Şeytan kulağına kurşun: Yolunda giden bir iş için "Allah nazardan saklasın, buna kötülük gelmesini önlesin" anlamında kullanılır.
Şeytana külahı ters giydirmek: Çok kurnaz, çok becerikli kimse.
Şeytana uymak: Doğru yoldan sapmak, dinimizin emir ve yasaklarının dışına çıkmak, harama bulaşmak, kötü şeyler yapmak.
Şeytanın art bacağı: Çok yaramaz, haylaz, kurnaz kimse, çocuk.
Şeytanın bacağını kırmak: Yapılamayan bir işi başlatmak girilemeyen bir yeri gidilir, gelinir hale getirmek.
Şeytanın yattığı yeri bilmek: Açıkgöz, kurnaz olmak. Hemen hemen çevresindeki her şeyden haberdar olmak.
Şıp diye geçmek: Birdenbire, ansızın, çok hızlı bir şekilde geçmek.
Şifayı bulmak (kapmak): Hastalanmak.
Şimdiden tezi yok: Durmaksızın, vakit kaybetmeden, hemen.
Şimşekleri üzerine çekmek: Yaptıkları ve söyledikleriyle çevresinde olan kişileri kızdırmak, rahatsız etmek, onların saldırılarına hedef olmak.
Şirazesinden çıkmak: Çığırından çıkmak, tam olarak bozulmak, düzeni kaybolmak.

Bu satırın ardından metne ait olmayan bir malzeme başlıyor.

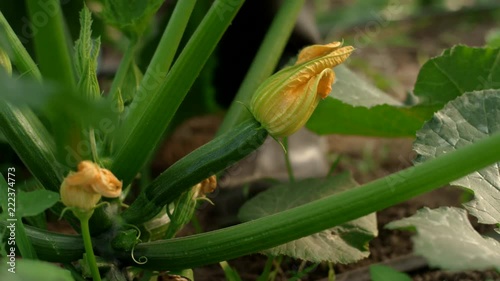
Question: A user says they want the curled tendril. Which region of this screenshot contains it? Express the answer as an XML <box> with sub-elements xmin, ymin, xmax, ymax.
<box><xmin>125</xmin><ymin>224</ymin><xmax>148</xmax><ymax>264</ymax></box>
<box><xmin>130</xmin><ymin>243</ymin><xmax>148</xmax><ymax>264</ymax></box>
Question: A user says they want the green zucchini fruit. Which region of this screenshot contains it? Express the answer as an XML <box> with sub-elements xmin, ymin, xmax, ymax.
<box><xmin>122</xmin><ymin>118</ymin><xmax>268</xmax><ymax>224</ymax></box>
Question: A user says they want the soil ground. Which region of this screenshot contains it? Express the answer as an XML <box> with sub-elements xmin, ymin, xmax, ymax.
<box><xmin>156</xmin><ymin>6</ymin><xmax>500</xmax><ymax>281</ymax></box>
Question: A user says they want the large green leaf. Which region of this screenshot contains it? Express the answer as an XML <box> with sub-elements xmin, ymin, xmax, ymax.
<box><xmin>102</xmin><ymin>0</ymin><xmax>164</xmax><ymax>37</ymax></box>
<box><xmin>370</xmin><ymin>264</ymin><xmax>412</xmax><ymax>281</ymax></box>
<box><xmin>307</xmin><ymin>46</ymin><xmax>500</xmax><ymax>137</ymax></box>
<box><xmin>414</xmin><ymin>45</ymin><xmax>500</xmax><ymax>105</ymax></box>
<box><xmin>306</xmin><ymin>65</ymin><xmax>439</xmax><ymax>137</ymax></box>
<box><xmin>239</xmin><ymin>174</ymin><xmax>378</xmax><ymax>264</ymax></box>
<box><xmin>414</xmin><ymin>90</ymin><xmax>500</xmax><ymax>224</ymax></box>
<box><xmin>16</xmin><ymin>189</ymin><xmax>59</xmax><ymax>217</ymax></box>
<box><xmin>0</xmin><ymin>259</ymin><xmax>75</xmax><ymax>281</ymax></box>
<box><xmin>386</xmin><ymin>207</ymin><xmax>500</xmax><ymax>270</ymax></box>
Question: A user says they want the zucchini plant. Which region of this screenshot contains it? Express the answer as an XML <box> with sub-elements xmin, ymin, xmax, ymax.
<box><xmin>0</xmin><ymin>0</ymin><xmax>500</xmax><ymax>280</ymax></box>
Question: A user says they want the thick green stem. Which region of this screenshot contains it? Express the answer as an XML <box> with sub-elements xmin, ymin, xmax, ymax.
<box><xmin>26</xmin><ymin>0</ymin><xmax>75</xmax><ymax>88</ymax></box>
<box><xmin>283</xmin><ymin>137</ymin><xmax>295</xmax><ymax>182</ymax></box>
<box><xmin>0</xmin><ymin>11</ymin><xmax>42</xmax><ymax>80</ymax></box>
<box><xmin>123</xmin><ymin>134</ymin><xmax>500</xmax><ymax>270</ymax></box>
<box><xmin>217</xmin><ymin>0</ymin><xmax>305</xmax><ymax>135</ymax></box>
<box><xmin>109</xmin><ymin>39</ymin><xmax>137</xmax><ymax>100</ymax></box>
<box><xmin>77</xmin><ymin>212</ymin><xmax>101</xmax><ymax>281</ymax></box>
<box><xmin>12</xmin><ymin>134</ymin><xmax>500</xmax><ymax>270</ymax></box>
<box><xmin>138</xmin><ymin>0</ymin><xmax>196</xmax><ymax>95</ymax></box>
<box><xmin>111</xmin><ymin>0</ymin><xmax>244</xmax><ymax>186</ymax></box>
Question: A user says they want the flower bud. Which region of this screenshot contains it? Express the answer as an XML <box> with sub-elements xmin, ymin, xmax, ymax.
<box><xmin>250</xmin><ymin>42</ymin><xmax>354</xmax><ymax>138</ymax></box>
<box><xmin>61</xmin><ymin>161</ymin><xmax>122</xmax><ymax>211</ymax></box>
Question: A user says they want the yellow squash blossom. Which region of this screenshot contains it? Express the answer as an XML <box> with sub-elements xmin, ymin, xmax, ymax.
<box><xmin>250</xmin><ymin>42</ymin><xmax>354</xmax><ymax>138</ymax></box>
<box><xmin>61</xmin><ymin>161</ymin><xmax>122</xmax><ymax>211</ymax></box>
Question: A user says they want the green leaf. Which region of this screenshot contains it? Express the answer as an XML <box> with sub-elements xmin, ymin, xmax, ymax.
<box><xmin>75</xmin><ymin>5</ymin><xmax>101</xmax><ymax>100</ymax></box>
<box><xmin>370</xmin><ymin>264</ymin><xmax>412</xmax><ymax>281</ymax></box>
<box><xmin>0</xmin><ymin>259</ymin><xmax>75</xmax><ymax>281</ymax></box>
<box><xmin>239</xmin><ymin>173</ymin><xmax>378</xmax><ymax>264</ymax></box>
<box><xmin>413</xmin><ymin>90</ymin><xmax>500</xmax><ymax>224</ymax></box>
<box><xmin>306</xmin><ymin>65</ymin><xmax>439</xmax><ymax>137</ymax></box>
<box><xmin>0</xmin><ymin>73</ymin><xmax>117</xmax><ymax>165</ymax></box>
<box><xmin>306</xmin><ymin>46</ymin><xmax>500</xmax><ymax>137</ymax></box>
<box><xmin>16</xmin><ymin>189</ymin><xmax>59</xmax><ymax>217</ymax></box>
<box><xmin>386</xmin><ymin>207</ymin><xmax>500</xmax><ymax>270</ymax></box>
<box><xmin>414</xmin><ymin>45</ymin><xmax>500</xmax><ymax>105</ymax></box>
<box><xmin>102</xmin><ymin>0</ymin><xmax>164</xmax><ymax>37</ymax></box>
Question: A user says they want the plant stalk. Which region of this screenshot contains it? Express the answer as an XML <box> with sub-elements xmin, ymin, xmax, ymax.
<box><xmin>122</xmin><ymin>130</ymin><xmax>500</xmax><ymax>270</ymax></box>
<box><xmin>77</xmin><ymin>211</ymin><xmax>101</xmax><ymax>281</ymax></box>
<box><xmin>217</xmin><ymin>0</ymin><xmax>305</xmax><ymax>135</ymax></box>
<box><xmin>111</xmin><ymin>0</ymin><xmax>244</xmax><ymax>186</ymax></box>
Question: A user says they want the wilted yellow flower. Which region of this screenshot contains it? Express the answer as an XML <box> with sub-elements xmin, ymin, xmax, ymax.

Şom ağızlı: Her olayı kötüye yorumlayan, sürekli olarak kötü bir şeylerin olacağını söyleyen, bu söylediklerinin gerçekleşmesinden korkulan kimse.
Şöyle bir: Özensizce, gelişigüzel, üzerinde fazla durmadan.
Şöyle böyle: 1. İyi ve kötü değil de orta derecede olan şey için kullanılır. 2. Aşağı yukarı, yaklaşık olarak hemen hemen.
Şunu bunu bilmemek: Mazeret kabul etmemek, bahane, itiraz istememek. Söylediğim mutlaka gerçekleşecek, emrediyorum anlamında.
Şunun şurası: Bir şeyi küçümsemek, hafifleştirmek ve zor olmadığını belirtmek için kullanılır.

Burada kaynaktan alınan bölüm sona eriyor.